What first caught my eye was a black-painted head, low down on the wall of an alley as I walked by. I was almost past the alley when I noticed there was also someone kneeling next to the head, looking through a large portfolio of what turned out to be stencils. Next to him were several cans of spray paint and I realized I was about to see a piece of street art in the making. Peter was now out of sight, well ahead of me, so I took a couple of quick photos and hurried to find him. I knew he'd be as interested as I was in watching the artist work.
When we got back to the alley, nothing had changed. The artist kept sticking his finger on the thick coat of black spray paint, waiting impatiently for it to dry enough to begin the next step. Finally it passed the finger touch, and he selected a stencil to tape on top of the black base. Once it was in position, he grabbed a can of gray spray paint for the next layer. This continued for a couple more stencils as the crowd of watchers grew larger. We were right in front with a good view that was suddenly filled by two gendarmes pushing their way through to confront the artist. It didn't matter that we couldn't hear the conversation, nor understand the French anyway, we knew what was about to happen. At that point, an older woman pushed through the crowd and began to speak with the police as well. I thought she must have been the person who called them, and after watching a bit more, we left to continue our neighborhood walk.
Montmartre is full of winding streets often connected by steep sets of stairs, like those you find in the metro stations but without the escalators. We headed down a nearby set, and at the bottom, found another stenciled face, that looked like it might have been recently completed and was signed Pitr. We spent some time shooting the street art piece and looking around a bit more, but decided to climb back up, wishing at every step for an escalator.
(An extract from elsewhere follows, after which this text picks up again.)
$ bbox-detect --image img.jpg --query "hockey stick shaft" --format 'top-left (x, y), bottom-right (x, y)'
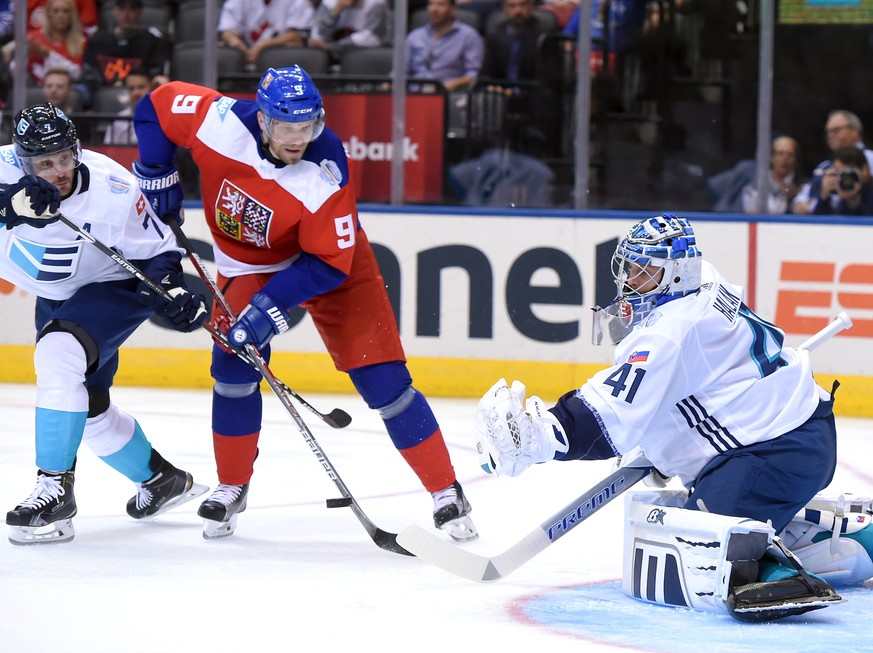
top-left (58, 214), bottom-right (412, 555)
top-left (797, 311), bottom-right (852, 351)
top-left (397, 312), bottom-right (852, 582)
top-left (163, 215), bottom-right (352, 429)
Surprise, surprise. Back at the alley, the gendarmes were gone and the artist was still there, layering on another stencil. We wormed back into the crowd, up close enough to continue taking pictures of his progress. I'm guessing he used as many as ten different stencils, maybe more, building up layer by layer, to develop the detail of a slightly photoshopped portrait. That made me wonder if he actually uses photoshop layers in some way to make his stencils. However he does it though, lugging everything around in his backpack, applying the stencils in the right order, keeping track of the subtly different gray colors, and dealing with the public and police, puts it rightfully into the category of street art. Perhaps that's what the woman who joined the conversation with the gendarmes told them; she wasn't complaining about graffiti, she was promoting street art. That's what I suspect now because after the artist tagged his final version, Pitr, he walked off, chatting away with that same woman. See our photos of the whole process.
Update: Peter counted the stencils and there were only five.